1万ドル貯めると決めたなら、「たった」9900ドルしか貯められなかったときには、失望感を味わう。そして1万100ドル貯められた場合には、きっかり1万ドル貯められた場合と比べて、とりわけ余計にうれしい気持ちにはならない。

目標をクリアしていないときには、足りない100ドルは大問題なのだが、クリアしているなら、はみ出た100ドルはたいして重要ではないのだ。

一般的に、指標が定まると、それ以下の数字は損失と感じられ、絶対に避けたい事態と思えてくる。反対に、設定した指標からはみ出す数字はボーナスのようなもので、あればうれしいが、心の平穏を獲得するにあたって必須というわけではない。

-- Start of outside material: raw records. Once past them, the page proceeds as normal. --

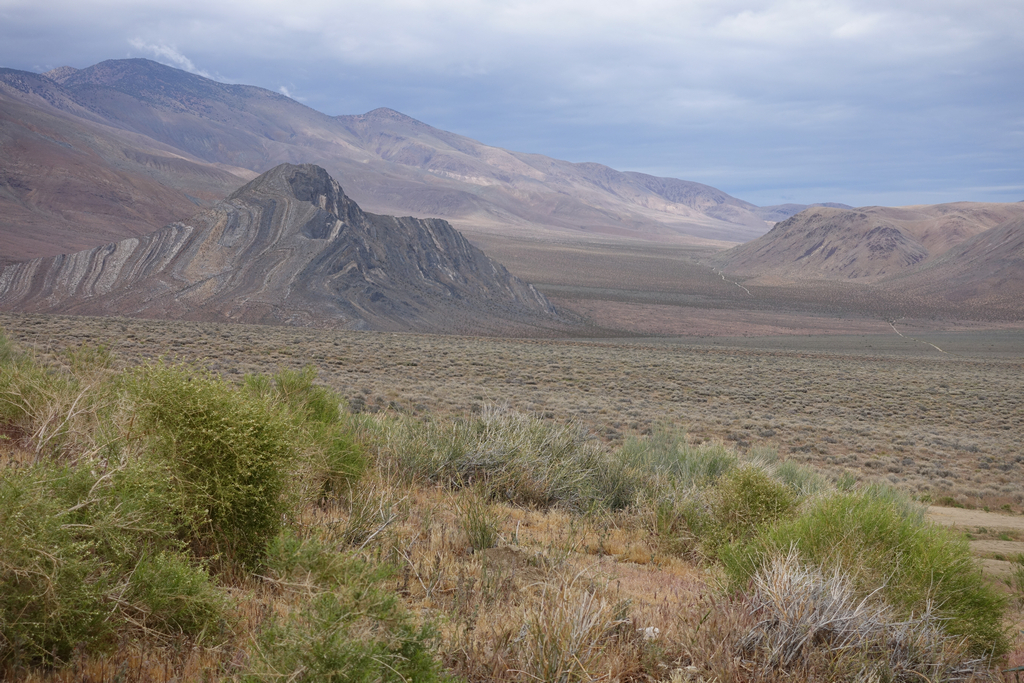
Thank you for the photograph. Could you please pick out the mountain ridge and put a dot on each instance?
(390, 163)
(290, 248)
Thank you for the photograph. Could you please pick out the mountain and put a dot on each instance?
(984, 271)
(69, 181)
(868, 244)
(159, 137)
(290, 248)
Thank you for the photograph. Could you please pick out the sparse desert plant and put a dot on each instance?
(357, 632)
(667, 453)
(512, 456)
(227, 454)
(882, 543)
(1015, 581)
(810, 621)
(565, 633)
(478, 522)
(372, 509)
(55, 412)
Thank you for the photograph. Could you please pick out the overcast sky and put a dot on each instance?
(864, 101)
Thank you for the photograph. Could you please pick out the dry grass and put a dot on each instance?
(930, 424)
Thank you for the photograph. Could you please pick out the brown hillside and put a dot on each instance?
(290, 248)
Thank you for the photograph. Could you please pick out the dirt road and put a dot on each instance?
(978, 522)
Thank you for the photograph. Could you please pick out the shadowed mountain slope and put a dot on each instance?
(290, 248)
(173, 124)
(68, 181)
(985, 271)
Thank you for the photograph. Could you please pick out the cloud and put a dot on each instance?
(167, 53)
(759, 96)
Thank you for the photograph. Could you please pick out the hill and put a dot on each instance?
(289, 248)
(137, 122)
(868, 244)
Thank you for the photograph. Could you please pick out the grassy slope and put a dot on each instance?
(525, 549)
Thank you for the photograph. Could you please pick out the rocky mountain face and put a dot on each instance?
(290, 248)
(869, 244)
(984, 271)
(69, 181)
(156, 138)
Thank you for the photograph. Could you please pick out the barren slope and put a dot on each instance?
(290, 248)
(867, 244)
(388, 162)
(68, 182)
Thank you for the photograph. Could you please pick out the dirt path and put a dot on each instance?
(993, 523)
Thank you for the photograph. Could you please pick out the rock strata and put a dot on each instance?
(290, 248)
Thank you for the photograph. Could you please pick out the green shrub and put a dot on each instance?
(355, 633)
(740, 503)
(882, 543)
(227, 453)
(88, 551)
(512, 456)
(745, 500)
(52, 584)
(168, 593)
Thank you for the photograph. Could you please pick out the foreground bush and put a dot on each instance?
(883, 544)
(226, 454)
(349, 629)
(512, 457)
(816, 626)
(86, 553)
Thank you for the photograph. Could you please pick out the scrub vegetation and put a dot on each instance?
(160, 521)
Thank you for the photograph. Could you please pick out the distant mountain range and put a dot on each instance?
(126, 145)
(290, 248)
(115, 152)
(964, 257)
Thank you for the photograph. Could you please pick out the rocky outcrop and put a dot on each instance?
(290, 248)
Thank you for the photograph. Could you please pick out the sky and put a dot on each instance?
(863, 101)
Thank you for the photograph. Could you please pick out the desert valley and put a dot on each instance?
(293, 396)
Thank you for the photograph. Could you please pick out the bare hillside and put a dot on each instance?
(290, 248)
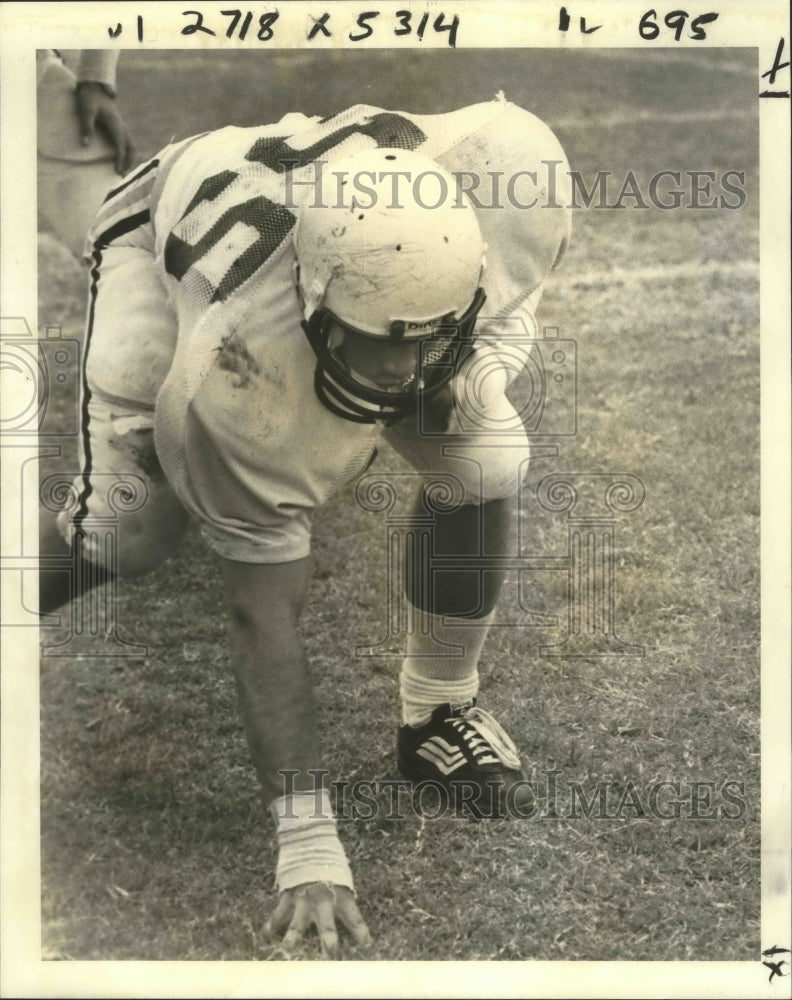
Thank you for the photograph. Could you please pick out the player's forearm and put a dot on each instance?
(98, 66)
(273, 678)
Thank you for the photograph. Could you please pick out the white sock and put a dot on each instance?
(434, 671)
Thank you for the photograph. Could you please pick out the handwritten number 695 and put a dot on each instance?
(649, 29)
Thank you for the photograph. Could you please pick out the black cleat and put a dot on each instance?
(468, 758)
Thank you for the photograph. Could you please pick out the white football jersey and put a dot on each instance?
(241, 435)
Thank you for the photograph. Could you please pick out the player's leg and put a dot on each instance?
(73, 178)
(277, 701)
(444, 736)
(129, 345)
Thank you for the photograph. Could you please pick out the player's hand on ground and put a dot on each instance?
(97, 110)
(322, 906)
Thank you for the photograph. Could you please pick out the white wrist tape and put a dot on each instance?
(309, 848)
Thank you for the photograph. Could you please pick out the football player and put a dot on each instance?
(267, 304)
(83, 141)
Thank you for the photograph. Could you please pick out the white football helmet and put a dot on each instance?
(388, 248)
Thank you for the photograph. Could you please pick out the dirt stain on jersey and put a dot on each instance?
(233, 356)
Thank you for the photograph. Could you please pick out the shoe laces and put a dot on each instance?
(491, 732)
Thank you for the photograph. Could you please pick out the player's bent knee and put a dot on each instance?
(128, 544)
(145, 542)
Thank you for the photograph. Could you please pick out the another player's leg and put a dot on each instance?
(445, 738)
(128, 350)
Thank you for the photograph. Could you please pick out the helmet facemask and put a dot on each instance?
(348, 394)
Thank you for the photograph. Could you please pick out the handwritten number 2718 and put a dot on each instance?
(648, 27)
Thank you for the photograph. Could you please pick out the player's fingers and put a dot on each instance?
(281, 916)
(86, 116)
(124, 162)
(324, 919)
(300, 923)
(116, 132)
(349, 914)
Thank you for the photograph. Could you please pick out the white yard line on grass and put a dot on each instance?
(689, 269)
(704, 62)
(619, 119)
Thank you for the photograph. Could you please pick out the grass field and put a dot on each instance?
(154, 841)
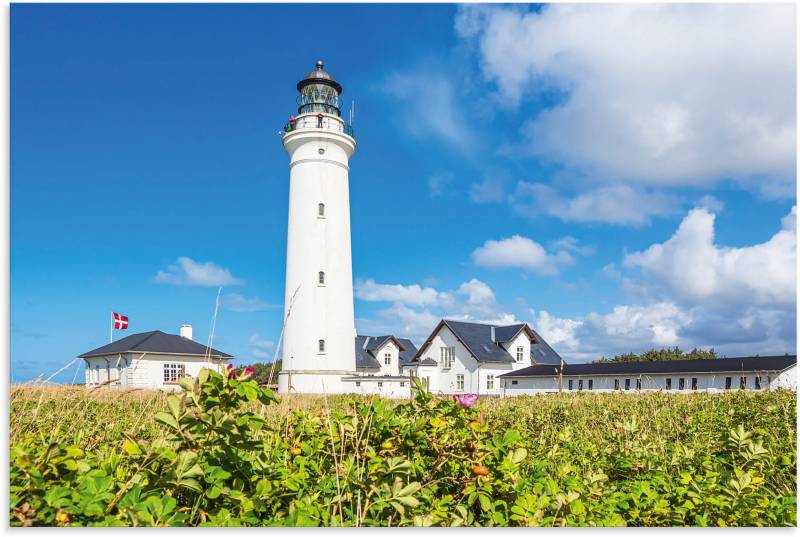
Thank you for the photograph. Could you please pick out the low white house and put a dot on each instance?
(381, 364)
(465, 357)
(150, 360)
(678, 376)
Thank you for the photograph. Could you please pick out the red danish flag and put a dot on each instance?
(120, 321)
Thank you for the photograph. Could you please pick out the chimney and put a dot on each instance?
(186, 331)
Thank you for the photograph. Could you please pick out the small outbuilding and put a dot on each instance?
(150, 360)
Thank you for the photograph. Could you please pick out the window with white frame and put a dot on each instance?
(447, 354)
(172, 372)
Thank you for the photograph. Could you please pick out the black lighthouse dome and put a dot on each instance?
(319, 92)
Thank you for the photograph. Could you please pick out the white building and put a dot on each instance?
(465, 357)
(150, 360)
(319, 325)
(382, 363)
(678, 376)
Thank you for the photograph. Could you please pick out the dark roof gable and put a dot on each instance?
(718, 365)
(477, 338)
(155, 342)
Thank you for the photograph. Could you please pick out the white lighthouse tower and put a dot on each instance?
(319, 325)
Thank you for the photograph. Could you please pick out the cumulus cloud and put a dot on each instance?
(522, 253)
(613, 204)
(238, 303)
(658, 93)
(261, 348)
(405, 294)
(692, 268)
(694, 293)
(186, 271)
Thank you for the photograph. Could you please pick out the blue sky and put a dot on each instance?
(616, 187)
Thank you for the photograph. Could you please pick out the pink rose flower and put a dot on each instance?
(467, 400)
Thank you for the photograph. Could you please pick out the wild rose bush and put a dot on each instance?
(223, 453)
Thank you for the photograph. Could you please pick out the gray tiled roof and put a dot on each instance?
(718, 365)
(504, 334)
(542, 352)
(477, 338)
(367, 345)
(408, 352)
(155, 342)
(365, 360)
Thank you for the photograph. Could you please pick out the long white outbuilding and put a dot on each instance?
(680, 376)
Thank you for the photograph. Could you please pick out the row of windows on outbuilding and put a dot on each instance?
(667, 383)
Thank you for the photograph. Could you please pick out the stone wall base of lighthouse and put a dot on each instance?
(314, 381)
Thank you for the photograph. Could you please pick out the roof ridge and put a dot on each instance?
(151, 334)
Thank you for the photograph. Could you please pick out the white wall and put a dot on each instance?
(143, 371)
(604, 383)
(394, 354)
(787, 379)
(382, 387)
(475, 373)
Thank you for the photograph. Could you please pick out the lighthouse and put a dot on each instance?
(319, 324)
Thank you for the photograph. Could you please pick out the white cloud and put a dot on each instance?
(438, 182)
(473, 300)
(489, 190)
(415, 294)
(571, 244)
(692, 268)
(433, 107)
(657, 93)
(261, 348)
(520, 252)
(613, 204)
(711, 203)
(694, 293)
(189, 272)
(239, 303)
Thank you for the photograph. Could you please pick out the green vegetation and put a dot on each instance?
(659, 355)
(228, 452)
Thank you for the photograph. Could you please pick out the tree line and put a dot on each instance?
(659, 355)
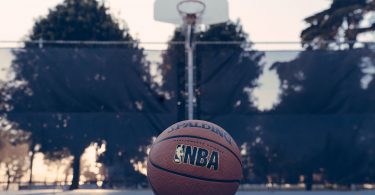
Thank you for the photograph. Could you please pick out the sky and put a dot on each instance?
(264, 20)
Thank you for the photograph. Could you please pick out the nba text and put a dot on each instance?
(196, 156)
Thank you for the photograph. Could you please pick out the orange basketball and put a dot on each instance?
(194, 158)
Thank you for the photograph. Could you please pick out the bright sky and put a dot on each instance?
(264, 20)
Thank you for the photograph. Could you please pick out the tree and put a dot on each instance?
(326, 102)
(339, 23)
(69, 86)
(226, 69)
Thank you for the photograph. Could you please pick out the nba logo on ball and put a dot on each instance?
(179, 154)
(194, 157)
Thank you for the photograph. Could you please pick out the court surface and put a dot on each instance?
(114, 192)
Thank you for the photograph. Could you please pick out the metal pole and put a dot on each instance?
(190, 68)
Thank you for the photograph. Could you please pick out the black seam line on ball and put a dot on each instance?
(195, 177)
(202, 138)
(152, 187)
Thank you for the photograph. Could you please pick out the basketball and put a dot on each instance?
(194, 158)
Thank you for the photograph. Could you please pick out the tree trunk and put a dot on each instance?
(31, 167)
(8, 179)
(76, 171)
(309, 181)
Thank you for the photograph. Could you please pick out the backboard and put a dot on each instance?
(216, 11)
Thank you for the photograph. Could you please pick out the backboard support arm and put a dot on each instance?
(189, 47)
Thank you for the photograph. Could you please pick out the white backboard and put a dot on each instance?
(216, 11)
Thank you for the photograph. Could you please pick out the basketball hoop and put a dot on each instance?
(191, 10)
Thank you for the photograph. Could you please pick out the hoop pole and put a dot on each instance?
(190, 68)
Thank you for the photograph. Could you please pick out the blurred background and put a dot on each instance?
(86, 85)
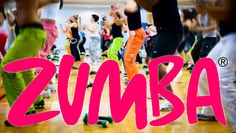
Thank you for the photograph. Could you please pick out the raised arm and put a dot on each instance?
(119, 20)
(220, 12)
(43, 3)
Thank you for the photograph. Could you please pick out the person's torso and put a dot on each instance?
(106, 36)
(229, 26)
(204, 22)
(96, 33)
(117, 30)
(50, 11)
(27, 12)
(166, 16)
(134, 20)
(75, 32)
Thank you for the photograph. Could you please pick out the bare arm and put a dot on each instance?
(119, 21)
(62, 29)
(220, 12)
(11, 18)
(93, 29)
(211, 27)
(43, 3)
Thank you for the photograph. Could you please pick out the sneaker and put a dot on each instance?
(202, 117)
(8, 124)
(92, 73)
(190, 68)
(39, 105)
(46, 94)
(90, 85)
(126, 81)
(145, 67)
(186, 64)
(166, 106)
(52, 87)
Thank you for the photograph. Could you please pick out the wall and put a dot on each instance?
(84, 12)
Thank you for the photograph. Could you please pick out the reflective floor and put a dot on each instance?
(57, 124)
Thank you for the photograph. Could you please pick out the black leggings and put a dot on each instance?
(74, 48)
(81, 45)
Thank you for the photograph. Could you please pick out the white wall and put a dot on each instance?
(84, 12)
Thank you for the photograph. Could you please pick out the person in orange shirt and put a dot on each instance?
(135, 42)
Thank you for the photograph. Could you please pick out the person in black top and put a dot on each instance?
(116, 25)
(135, 41)
(170, 32)
(76, 38)
(225, 14)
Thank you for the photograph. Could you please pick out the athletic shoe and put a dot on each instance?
(52, 87)
(126, 81)
(186, 64)
(145, 67)
(202, 117)
(92, 73)
(90, 85)
(166, 106)
(39, 105)
(6, 122)
(46, 93)
(190, 68)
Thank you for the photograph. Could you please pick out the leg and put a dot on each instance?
(132, 48)
(115, 47)
(227, 75)
(31, 40)
(203, 85)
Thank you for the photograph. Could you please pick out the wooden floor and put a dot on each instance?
(57, 125)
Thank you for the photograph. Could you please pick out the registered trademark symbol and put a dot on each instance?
(223, 62)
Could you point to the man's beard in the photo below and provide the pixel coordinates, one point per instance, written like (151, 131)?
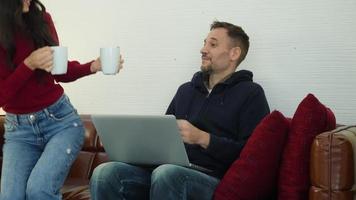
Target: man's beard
(206, 70)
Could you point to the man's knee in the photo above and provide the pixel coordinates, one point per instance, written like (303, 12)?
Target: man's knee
(169, 174)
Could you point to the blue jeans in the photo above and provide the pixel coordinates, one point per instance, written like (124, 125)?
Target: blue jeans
(39, 150)
(116, 180)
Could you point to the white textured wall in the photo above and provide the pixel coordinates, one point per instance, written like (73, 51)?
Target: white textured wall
(297, 47)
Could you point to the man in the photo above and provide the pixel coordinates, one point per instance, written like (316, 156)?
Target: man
(216, 113)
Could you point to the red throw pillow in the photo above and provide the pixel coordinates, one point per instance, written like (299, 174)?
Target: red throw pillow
(310, 119)
(255, 174)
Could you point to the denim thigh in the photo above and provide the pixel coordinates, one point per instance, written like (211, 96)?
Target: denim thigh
(52, 137)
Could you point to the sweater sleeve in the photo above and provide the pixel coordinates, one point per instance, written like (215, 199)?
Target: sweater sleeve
(255, 109)
(11, 83)
(75, 69)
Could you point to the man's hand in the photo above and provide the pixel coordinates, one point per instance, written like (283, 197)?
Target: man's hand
(192, 135)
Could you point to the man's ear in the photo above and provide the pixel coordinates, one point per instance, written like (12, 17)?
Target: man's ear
(235, 53)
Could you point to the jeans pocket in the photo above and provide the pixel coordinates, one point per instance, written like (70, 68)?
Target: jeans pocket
(10, 125)
(64, 111)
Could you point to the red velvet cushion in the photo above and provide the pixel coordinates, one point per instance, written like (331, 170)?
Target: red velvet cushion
(254, 175)
(310, 119)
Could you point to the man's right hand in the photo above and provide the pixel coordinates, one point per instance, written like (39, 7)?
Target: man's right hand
(41, 58)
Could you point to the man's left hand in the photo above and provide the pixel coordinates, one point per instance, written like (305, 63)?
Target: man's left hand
(192, 135)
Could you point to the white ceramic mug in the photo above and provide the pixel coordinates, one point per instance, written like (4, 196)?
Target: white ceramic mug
(110, 59)
(60, 60)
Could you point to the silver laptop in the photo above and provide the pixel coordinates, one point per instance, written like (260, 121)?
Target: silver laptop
(142, 139)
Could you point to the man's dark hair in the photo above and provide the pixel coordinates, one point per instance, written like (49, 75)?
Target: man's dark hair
(237, 35)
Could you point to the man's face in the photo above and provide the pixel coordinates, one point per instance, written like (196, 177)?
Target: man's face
(216, 51)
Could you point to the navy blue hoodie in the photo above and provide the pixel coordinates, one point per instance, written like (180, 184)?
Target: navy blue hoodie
(229, 114)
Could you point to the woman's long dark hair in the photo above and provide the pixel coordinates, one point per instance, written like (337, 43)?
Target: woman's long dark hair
(31, 24)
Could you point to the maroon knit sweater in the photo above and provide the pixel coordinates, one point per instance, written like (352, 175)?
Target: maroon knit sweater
(23, 90)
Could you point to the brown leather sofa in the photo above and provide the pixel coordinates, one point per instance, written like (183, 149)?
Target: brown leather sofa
(332, 167)
(332, 164)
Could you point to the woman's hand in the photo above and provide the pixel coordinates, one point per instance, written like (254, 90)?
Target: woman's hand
(41, 58)
(96, 65)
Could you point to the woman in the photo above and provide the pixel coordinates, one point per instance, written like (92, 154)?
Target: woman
(43, 132)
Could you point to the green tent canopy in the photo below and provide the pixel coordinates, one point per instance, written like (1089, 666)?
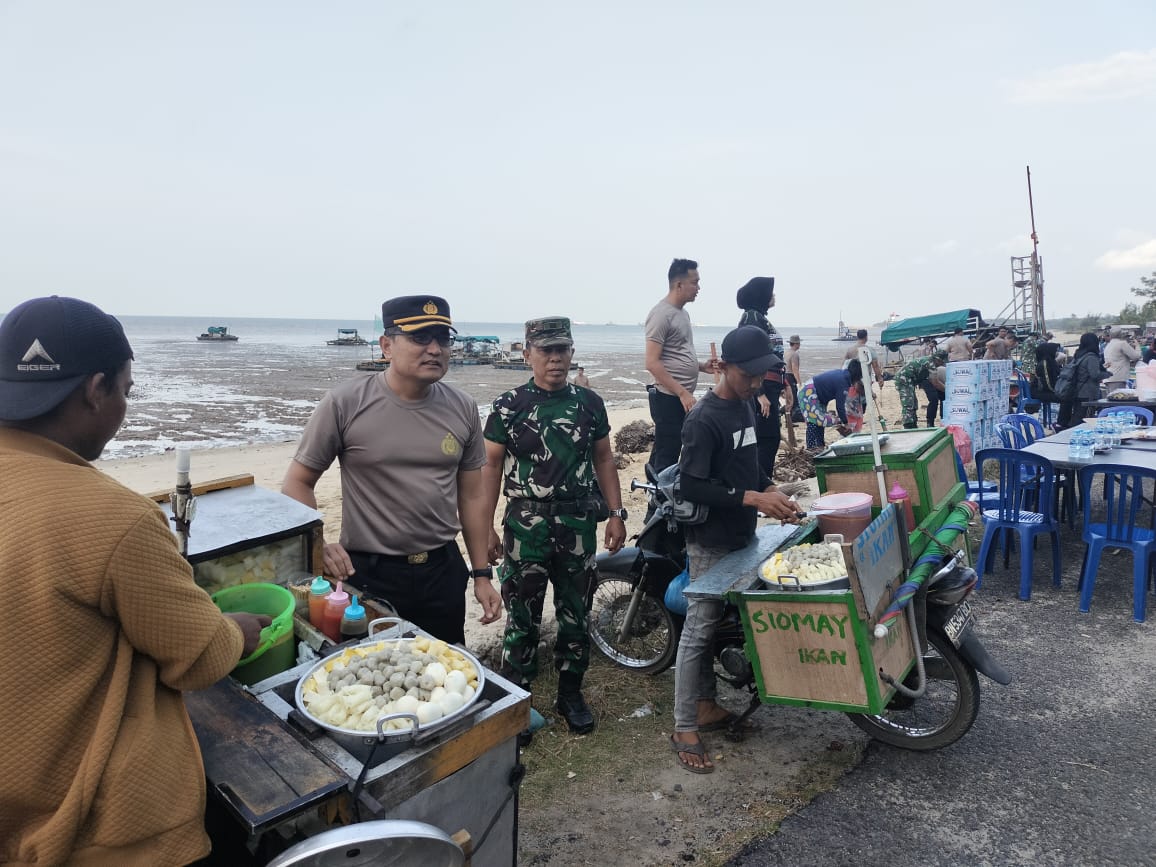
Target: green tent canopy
(938, 325)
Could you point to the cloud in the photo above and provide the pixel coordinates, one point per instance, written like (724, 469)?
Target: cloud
(1124, 75)
(1142, 256)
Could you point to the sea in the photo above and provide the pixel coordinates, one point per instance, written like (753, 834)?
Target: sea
(264, 386)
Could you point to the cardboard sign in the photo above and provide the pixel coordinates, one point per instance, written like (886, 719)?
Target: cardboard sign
(812, 649)
(877, 554)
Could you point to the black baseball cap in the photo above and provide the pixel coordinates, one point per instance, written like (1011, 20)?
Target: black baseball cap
(414, 312)
(749, 347)
(47, 346)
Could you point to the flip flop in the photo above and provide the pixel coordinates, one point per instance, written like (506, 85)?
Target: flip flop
(695, 749)
(725, 723)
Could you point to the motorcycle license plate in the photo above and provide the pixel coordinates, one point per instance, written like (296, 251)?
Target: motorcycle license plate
(960, 622)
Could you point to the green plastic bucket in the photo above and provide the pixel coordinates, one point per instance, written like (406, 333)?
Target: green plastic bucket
(275, 652)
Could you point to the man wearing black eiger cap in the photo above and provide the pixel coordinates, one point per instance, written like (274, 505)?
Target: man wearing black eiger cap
(412, 453)
(99, 763)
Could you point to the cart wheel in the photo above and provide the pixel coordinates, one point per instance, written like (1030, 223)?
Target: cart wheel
(942, 716)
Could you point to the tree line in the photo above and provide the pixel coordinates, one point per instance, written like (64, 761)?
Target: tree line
(1133, 312)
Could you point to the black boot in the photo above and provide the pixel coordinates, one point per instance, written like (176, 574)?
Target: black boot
(571, 704)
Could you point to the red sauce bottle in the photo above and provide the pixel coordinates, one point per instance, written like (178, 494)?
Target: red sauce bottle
(318, 591)
(335, 605)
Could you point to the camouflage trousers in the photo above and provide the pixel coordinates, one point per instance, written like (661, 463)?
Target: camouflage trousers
(908, 400)
(541, 550)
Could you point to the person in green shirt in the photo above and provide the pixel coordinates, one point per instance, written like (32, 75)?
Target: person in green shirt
(546, 444)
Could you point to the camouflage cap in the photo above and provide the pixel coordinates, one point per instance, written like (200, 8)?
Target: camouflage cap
(549, 331)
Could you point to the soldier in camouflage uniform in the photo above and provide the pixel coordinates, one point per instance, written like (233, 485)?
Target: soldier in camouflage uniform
(547, 441)
(914, 373)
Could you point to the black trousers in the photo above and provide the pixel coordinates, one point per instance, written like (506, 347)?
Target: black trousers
(431, 594)
(934, 404)
(769, 430)
(667, 414)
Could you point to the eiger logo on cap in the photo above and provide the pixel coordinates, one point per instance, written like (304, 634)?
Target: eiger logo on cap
(37, 352)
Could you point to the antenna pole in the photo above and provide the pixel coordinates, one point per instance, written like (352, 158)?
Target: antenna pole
(1037, 272)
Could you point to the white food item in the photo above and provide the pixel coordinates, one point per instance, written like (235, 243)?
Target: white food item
(406, 704)
(456, 682)
(428, 712)
(354, 689)
(450, 702)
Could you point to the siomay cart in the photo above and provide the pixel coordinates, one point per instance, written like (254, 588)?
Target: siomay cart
(273, 777)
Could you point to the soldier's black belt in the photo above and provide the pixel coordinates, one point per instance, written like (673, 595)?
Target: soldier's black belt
(550, 508)
(416, 558)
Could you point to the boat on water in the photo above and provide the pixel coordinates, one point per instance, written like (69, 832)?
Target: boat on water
(512, 358)
(844, 333)
(348, 336)
(476, 349)
(217, 334)
(373, 364)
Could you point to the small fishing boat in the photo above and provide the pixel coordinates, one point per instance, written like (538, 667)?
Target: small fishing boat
(844, 334)
(475, 349)
(217, 334)
(373, 364)
(348, 336)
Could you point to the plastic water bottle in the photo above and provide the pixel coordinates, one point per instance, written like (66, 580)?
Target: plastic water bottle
(1087, 445)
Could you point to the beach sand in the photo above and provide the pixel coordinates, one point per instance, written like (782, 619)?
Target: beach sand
(268, 462)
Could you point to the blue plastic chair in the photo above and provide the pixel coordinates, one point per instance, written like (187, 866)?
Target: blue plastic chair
(1138, 412)
(1123, 502)
(1029, 427)
(1017, 430)
(979, 491)
(1025, 508)
(1025, 402)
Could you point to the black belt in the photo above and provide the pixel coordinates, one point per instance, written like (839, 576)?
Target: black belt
(416, 558)
(554, 506)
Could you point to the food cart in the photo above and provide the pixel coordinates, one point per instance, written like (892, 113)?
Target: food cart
(275, 777)
(842, 646)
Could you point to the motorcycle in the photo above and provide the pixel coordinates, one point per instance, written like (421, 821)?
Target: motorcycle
(933, 706)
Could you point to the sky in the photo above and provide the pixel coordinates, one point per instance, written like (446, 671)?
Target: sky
(525, 158)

心理学者ダニエル・カーネマンとエイモス・トヴェルスキーは、この法則を「損失回避」と呼んだ。人間は、何かを取り逃がしたと感じるとひどく失望し、ときには怒りすら感じるが、期待よりも多めに獲得したときには、さほど気持ちが動かない。

この損失回避の法則があるせいで、指標を超えることよりも、ぴったり合致することのほうに、がんばろうという気持ちがわく。

「キリのいいタイム」を下回りたい

マラソンを例に考えてみよう。マラソン出場の目標は、究極的には、できるだけ速く完走することだ。しかし、実際に走るときにはたいてい特定のタイムをターゲットとして設定し、たとえば4時間以内に走ることが真の達成だと考える。マラソンランナー1000万人のデータを分析した研究では、大多数のランナーがキリのいいタイムをわずかに下回る時間で走っていることが確認された(たとえば4時間1分で走ったランナーよりも、3時間59分で走ったランナーのほうが多かった)。

ゴールラインが近づき、目指すタイムを破れそうだとわかると、そこから急に力を振り絞ってスピードを出す。最後の最後で、指標を確実にクリアしようと最大限の努力をするので、多くのランナーがキリのいいタイムよりもわずかに速く走り終える。